俺の言葉に満足気に頷くグラン。それと同時にアラルドも理解を示す。もしや強い人は皆これができたりするのか?
だとしたら俺もまた一つ強者に近ずけたんだな。
そんな嬉しさと考え深さを感じている俺を見ながらグランは話を続ける。
「じゃあ話を続けるぜ。お前は経験を積んだことで、相手の動きを先読みするのに掛ける時間を極限まで省いた。それにより意識的に相手の動きを読むのではなく、無意識的に相手の動きを読めるようになったんだ」
「つまり、結果として相手の次の動きが相手の動きよりも先に見えるようになったって事だな」
「そういうことだ」
グランはそう言って話を区切り、一気に話したことで乾いた喉を潤すようにコップに入った紅茶を飲み干した。
……ん?話はこれで終わりなのか?じゃあアレは……。
俺が疑問に思ったことを更にグランに聞こうと思った直後、サラサラと砂が流れる落ちるだけであった砂時計の魔道具がチリンッと軽い鈴のような音を鳴らす。

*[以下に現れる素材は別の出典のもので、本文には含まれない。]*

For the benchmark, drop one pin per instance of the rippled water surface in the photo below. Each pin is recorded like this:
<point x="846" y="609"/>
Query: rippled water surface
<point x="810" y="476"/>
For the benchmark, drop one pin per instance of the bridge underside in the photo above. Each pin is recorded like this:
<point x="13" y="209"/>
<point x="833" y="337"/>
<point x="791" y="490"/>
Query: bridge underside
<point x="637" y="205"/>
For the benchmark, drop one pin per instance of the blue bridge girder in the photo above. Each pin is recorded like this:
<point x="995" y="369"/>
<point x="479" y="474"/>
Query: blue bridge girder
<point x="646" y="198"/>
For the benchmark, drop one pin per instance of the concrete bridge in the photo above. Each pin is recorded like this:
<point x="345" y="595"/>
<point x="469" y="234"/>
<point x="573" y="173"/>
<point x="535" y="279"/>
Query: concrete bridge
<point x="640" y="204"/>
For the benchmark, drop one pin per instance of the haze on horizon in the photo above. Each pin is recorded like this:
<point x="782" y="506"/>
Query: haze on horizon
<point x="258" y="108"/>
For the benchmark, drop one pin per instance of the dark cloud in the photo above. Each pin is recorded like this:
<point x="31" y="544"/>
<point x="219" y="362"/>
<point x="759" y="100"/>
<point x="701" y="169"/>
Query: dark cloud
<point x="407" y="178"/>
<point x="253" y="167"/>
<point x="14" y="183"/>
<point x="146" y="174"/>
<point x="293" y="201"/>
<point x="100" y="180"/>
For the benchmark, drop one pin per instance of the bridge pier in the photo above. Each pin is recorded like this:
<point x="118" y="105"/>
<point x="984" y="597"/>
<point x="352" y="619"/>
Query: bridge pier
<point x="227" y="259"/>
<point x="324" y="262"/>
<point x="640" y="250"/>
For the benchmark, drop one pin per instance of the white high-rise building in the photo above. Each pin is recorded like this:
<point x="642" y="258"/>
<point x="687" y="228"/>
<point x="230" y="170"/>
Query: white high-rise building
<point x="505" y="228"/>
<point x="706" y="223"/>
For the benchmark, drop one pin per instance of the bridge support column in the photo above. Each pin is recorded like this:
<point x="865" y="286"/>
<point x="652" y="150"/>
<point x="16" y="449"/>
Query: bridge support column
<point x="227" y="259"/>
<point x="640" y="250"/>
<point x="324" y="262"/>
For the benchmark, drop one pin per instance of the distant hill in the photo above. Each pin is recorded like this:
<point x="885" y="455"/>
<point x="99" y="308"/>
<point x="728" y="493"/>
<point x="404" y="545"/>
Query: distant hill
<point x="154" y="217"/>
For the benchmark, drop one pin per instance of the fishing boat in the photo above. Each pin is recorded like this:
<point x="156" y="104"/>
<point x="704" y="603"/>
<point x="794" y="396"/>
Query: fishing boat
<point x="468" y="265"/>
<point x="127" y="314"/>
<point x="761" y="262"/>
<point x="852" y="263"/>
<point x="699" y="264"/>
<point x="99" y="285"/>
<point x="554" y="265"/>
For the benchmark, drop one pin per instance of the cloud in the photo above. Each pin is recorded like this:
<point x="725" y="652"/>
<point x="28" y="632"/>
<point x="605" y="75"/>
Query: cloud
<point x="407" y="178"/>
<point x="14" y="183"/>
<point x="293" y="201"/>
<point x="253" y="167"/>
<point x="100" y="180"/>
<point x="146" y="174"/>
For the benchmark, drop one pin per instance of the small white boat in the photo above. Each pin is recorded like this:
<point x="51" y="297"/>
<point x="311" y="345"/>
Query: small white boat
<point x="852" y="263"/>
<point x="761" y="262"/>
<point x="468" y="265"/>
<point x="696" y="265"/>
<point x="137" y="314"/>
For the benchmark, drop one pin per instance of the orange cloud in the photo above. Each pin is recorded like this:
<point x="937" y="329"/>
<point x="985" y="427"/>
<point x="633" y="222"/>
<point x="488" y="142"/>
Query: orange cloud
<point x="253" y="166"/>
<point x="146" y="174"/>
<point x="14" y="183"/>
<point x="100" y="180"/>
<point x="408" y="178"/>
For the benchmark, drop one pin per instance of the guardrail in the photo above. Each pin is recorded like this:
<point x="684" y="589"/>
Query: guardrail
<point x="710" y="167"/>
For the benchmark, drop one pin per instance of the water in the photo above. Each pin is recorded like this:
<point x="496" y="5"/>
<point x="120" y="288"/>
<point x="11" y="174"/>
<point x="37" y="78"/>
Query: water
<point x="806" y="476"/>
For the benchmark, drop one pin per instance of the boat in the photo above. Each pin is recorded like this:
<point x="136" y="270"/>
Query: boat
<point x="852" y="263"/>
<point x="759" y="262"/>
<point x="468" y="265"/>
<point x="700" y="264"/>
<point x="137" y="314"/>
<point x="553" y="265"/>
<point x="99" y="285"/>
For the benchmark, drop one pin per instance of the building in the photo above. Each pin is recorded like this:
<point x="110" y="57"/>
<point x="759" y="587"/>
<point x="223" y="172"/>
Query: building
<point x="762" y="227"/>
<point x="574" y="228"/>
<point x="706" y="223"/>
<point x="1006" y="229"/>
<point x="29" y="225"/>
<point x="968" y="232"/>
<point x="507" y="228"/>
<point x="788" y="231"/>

砂時計を見ると、中の砂が全て落ちきっており時間である事を示していた。
それを認識した俺達の視線は一箇所に集まる。勿論、シエが入ったであろう『断罪の扉』だ。
鈴が鳴って数秒間、俺達に無言の緊張感が走る。
シエはちゃんと帰ってくるという信頼はあるが、もしもの時に対する不安と恐怖はどうしても拭いきれなかった。
しかし……そんな心配は一瞬にして吹き飛ぶ。
この扉はどうやら完全に気配を遮るようでグラン出さえシエがどうしているのか分からない。
そんな状況で一分が経ち俺達の不安が大きくなりかけたその時。
バンッ!と、心做しか痛そうな音が扉越しに響いた。
あまりに突然の事で俺含め三人とも驚きの表情を浮かべ硬直する。
そこから何度もドンドンとかガンガンという音が鳴ったり、扉が軋む音をさせたかと思うと力尽きたように扉に押し返されていた。
俺達がなんの音なのか理解し始めた頃、そんな騒音が突然止まる。
そしてその数秒後、突然俺達の体からスっと魔力が抜けたかと思うと、扉が爆音を立てて勢いよく開かれた。
「テ・ル・く~~ん♪私が帰ってきたよ~♪」
扉が開かれた先から、元気いっぱいで声を張るシエが胸を張って出てきたのであった。